“The Edge Observatory: An Airborne Telepresence System” by Tschesnok

  • ©Andrew J. Tschesnok


Entry Number: 21


    The Edge Observatory: An Airborne Telepresence System

Program Title:

    The Edge




    The Edge Observatory Telepresence system offers its operators the unique ability to visually “teleport” themselves to a remote location in the airspace above The Edge. Suspended by a helium balloon, a small motion-controlled video camera acts as the eye of the operator below, matching angular orientation with the user’s head position and feeding the video signal from above back to the operator’s headmounted display. Such an airborne telepresence system offers the user unique visual feedback in environments that are unsuited for airplanes, helicopters, or other airborne equipment. The probe’s unique size and weight render it useful for indoor use as well, making it an option for applications ranging from trade show advertising to unmanned television blimps. The overall goal of the observatory project is to raise public awareness of the many possibilities of telepresence.

    From the start, the main goal of The Edge Observatory Telepresence system has been to demonstrate a practical example of how this technology has matured and become commercially feasible. Unlike computer-based virtual reality, telepresence does not require expensive computer processing power, since it does not simulate an environment; it simply transfers environmental information from one location to another. In the observatory system, the visual perspective as seen from a balloon above the conference is transferred down to the user below, who is wearing a head-mounted display (HMD). A miniature computer-controlled motion platform orients the balloon’s video camera in accordance with the operator’s head position, allowing the userto look around freely. The system puts a new twist on previous exhibits by offering a view from 40 feet above the conference.

    In developing The Edge Observatory project, special consideration was given to the cost and commercial availability of the components. Except for the custom software and the mechanical structure of the video camera platform, all components were purchased at low cost from toy and hobby stores and inexpensive sources within the virtual reality industry.

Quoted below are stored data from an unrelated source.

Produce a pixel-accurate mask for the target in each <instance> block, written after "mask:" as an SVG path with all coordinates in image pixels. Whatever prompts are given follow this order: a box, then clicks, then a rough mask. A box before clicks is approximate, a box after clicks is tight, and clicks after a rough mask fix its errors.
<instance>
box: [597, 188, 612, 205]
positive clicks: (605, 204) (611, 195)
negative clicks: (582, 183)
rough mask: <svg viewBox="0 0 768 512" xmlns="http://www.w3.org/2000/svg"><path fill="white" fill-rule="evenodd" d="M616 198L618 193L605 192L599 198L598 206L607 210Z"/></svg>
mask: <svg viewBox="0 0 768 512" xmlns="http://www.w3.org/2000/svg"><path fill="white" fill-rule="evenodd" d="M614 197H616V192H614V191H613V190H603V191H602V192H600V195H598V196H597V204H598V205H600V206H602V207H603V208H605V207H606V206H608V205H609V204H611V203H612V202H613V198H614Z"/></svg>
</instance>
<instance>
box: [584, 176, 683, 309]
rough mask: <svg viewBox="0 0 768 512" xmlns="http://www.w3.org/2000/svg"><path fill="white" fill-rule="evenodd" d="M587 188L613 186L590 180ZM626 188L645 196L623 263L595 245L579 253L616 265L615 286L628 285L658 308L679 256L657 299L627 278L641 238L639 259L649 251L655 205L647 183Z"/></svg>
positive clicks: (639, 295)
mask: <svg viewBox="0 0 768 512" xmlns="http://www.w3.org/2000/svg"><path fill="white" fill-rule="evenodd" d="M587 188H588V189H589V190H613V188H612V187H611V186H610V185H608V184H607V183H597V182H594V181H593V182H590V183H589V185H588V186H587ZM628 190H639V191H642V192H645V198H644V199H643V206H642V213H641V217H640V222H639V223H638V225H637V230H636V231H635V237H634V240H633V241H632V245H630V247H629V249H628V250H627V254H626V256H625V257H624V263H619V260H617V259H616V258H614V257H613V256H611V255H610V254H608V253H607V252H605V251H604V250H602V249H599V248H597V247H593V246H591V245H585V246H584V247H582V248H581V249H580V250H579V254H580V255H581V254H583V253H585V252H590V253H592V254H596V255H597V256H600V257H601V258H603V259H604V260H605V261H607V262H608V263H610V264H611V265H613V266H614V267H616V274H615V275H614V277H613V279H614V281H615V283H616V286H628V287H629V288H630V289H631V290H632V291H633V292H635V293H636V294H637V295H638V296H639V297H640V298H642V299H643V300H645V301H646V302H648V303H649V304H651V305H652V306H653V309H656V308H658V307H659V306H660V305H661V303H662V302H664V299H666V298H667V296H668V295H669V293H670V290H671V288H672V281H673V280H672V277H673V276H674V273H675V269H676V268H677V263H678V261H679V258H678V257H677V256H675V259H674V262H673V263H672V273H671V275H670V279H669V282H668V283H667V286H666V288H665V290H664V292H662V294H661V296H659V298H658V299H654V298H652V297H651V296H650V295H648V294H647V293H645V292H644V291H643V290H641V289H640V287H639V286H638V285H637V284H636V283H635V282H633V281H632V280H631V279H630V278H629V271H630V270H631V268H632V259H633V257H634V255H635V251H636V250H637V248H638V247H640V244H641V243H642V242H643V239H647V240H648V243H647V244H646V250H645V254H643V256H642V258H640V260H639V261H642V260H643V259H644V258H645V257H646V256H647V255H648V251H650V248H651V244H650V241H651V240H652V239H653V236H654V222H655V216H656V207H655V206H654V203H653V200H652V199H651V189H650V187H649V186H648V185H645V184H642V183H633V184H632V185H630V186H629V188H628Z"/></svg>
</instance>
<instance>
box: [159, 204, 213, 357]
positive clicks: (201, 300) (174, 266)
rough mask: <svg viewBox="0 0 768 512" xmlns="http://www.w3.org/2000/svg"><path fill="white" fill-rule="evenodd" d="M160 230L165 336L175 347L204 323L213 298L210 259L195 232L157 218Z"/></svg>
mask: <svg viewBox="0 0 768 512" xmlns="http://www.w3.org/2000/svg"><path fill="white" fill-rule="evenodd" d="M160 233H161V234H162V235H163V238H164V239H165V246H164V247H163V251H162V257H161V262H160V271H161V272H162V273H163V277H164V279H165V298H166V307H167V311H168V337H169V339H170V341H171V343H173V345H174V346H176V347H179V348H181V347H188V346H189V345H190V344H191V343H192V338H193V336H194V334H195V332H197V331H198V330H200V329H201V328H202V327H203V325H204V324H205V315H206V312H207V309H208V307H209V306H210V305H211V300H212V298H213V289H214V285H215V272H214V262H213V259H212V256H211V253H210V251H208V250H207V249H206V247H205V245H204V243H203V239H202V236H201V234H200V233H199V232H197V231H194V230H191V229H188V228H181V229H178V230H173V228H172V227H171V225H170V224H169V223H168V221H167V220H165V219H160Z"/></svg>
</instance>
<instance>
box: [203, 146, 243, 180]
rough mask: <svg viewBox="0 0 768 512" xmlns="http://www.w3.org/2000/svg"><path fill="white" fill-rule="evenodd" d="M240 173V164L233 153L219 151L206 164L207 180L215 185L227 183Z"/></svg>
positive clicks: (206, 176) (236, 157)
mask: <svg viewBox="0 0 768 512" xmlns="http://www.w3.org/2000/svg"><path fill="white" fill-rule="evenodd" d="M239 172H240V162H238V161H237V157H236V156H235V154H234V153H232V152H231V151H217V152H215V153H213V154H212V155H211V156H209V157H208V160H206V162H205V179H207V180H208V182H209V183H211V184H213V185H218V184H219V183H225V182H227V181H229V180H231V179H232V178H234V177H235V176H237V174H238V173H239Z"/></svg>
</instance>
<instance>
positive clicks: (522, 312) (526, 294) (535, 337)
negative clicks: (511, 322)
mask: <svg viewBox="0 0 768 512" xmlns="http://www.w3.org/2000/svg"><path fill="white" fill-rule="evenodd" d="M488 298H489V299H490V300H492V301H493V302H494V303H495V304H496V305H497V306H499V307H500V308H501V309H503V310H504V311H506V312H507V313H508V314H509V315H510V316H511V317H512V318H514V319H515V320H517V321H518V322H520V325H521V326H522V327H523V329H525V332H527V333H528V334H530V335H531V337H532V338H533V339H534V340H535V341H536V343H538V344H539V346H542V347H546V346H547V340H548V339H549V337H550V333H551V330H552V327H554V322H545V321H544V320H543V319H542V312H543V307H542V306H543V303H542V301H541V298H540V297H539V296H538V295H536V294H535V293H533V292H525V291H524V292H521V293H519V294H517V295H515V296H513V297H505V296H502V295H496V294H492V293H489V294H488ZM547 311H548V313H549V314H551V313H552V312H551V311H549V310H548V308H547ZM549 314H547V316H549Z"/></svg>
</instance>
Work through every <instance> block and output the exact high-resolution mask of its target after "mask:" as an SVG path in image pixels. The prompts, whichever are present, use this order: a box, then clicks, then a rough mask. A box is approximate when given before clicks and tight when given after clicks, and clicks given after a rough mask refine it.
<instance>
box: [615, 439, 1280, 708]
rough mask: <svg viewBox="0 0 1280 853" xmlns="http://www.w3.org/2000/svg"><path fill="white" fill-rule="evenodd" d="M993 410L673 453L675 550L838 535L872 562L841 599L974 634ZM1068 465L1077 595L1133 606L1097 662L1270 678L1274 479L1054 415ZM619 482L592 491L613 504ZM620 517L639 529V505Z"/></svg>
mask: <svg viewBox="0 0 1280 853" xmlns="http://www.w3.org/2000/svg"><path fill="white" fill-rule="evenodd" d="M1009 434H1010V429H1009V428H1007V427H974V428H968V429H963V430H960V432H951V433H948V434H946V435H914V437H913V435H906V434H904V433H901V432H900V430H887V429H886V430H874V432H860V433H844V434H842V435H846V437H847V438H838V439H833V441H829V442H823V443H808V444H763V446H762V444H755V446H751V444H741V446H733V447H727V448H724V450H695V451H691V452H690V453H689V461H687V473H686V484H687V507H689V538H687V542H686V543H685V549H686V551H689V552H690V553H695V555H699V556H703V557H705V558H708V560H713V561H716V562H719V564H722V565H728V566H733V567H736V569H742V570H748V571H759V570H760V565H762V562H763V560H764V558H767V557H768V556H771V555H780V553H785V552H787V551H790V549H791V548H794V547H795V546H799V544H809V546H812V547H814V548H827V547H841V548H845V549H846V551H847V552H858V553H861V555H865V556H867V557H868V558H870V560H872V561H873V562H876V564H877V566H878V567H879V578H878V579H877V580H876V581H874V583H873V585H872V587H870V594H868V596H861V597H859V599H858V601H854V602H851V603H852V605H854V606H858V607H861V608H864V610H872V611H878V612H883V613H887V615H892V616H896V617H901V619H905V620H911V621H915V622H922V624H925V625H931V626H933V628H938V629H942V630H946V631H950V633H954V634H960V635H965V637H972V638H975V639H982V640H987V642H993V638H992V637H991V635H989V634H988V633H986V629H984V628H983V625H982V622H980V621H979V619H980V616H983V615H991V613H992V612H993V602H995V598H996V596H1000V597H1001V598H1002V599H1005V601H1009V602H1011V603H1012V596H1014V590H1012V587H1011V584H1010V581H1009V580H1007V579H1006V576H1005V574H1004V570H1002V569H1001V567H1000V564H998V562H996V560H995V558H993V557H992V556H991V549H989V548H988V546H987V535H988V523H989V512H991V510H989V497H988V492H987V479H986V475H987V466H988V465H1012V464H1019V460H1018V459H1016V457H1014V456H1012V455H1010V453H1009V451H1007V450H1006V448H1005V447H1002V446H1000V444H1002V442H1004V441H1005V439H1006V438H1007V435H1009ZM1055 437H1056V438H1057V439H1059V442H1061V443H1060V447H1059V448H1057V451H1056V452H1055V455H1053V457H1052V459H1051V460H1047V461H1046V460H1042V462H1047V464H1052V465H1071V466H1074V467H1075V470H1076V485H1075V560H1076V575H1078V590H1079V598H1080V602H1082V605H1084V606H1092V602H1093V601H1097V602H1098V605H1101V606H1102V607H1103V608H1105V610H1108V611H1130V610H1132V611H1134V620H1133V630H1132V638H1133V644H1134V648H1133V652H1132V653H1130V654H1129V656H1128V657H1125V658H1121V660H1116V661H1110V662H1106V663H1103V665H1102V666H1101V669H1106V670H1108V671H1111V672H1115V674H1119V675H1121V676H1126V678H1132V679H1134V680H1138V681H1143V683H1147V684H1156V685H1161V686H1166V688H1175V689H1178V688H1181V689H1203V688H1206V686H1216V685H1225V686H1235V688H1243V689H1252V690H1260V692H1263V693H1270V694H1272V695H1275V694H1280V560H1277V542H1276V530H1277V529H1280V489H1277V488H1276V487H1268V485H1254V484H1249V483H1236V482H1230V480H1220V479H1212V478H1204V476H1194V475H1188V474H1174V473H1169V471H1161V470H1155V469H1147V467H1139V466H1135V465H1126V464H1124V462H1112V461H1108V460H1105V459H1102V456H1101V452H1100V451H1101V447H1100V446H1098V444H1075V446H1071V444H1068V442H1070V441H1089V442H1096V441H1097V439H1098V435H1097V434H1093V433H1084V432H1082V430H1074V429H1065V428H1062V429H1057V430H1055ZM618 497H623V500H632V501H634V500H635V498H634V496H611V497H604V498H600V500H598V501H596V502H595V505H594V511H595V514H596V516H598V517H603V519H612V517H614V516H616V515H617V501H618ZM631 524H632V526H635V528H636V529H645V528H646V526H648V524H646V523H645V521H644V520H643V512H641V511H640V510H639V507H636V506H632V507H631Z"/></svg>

    The camera platform was built with a toy construction kit (Steel Tec) and servo units that are commonly used in the remote control toy/hobby market. Pitch and yaw (up/down, left/right) were implemented with two servos. Roll was omitted, since it greatly increases the mechanical complexity of the design without offering much in enhanced motion-control. A small, lipsticksized CCD video camera was the ideal choice as a video source, since its low mass makes it suitable for quick angular accelerations and keeps the total system weight to a minimum. The entire camera and motion platform assembly can fit nicely into the palm of a hand, and it weighs about nine ounces. Although a tether is used with the observatory, the servos are uniquely suited for operation with remote-controlled equipment, since they were originally designed for such systems. The only additional requirement for wireless operation is an NTSC signal-transmission system.

    A VictorMaxx head-mounted display is used along with a DigiSonic, Inc. ultrasonic head tracker. This combination offered the only fully head-tracked display for under $1,000. The video signal from the camera is fed directly into the color display, and head tracker information is fed into the computer via an internal ISA peripheral.

    The computer system is a low-cost 386 PC, which acts as a buffer between the head-tracking device and the motion-control system. It analyzes the head tracker orientation and matches the video camera orientation to its equivalent. The computer also stabilizes erratic accelerations and vibrations within the motion platform. If a user moves too erratically, the computer relaxes these accelerations to protect the servo system and the CCD camera from excessive forces. Orientation information is then delivered to the servos via a servo I/O board connected to the serial port.

    Telepresence and telerobotics have fast-growing commercial applications and will have a profound impact on future developments in space exploration, underwater operations, and military combat. Airborne telepresence is especially well suited for terrain reconnaissance and theme park rides. Commercial advertising has yet to take advantage of the high visibility and crowd participation potential of telepresence systems such as The Edge Observatory.

    An airborne telepresence probe provides simple but powerful proof that one can fly without actually leaving the ground. It is hoped that this timely and educational display conjures up new ideas for future development.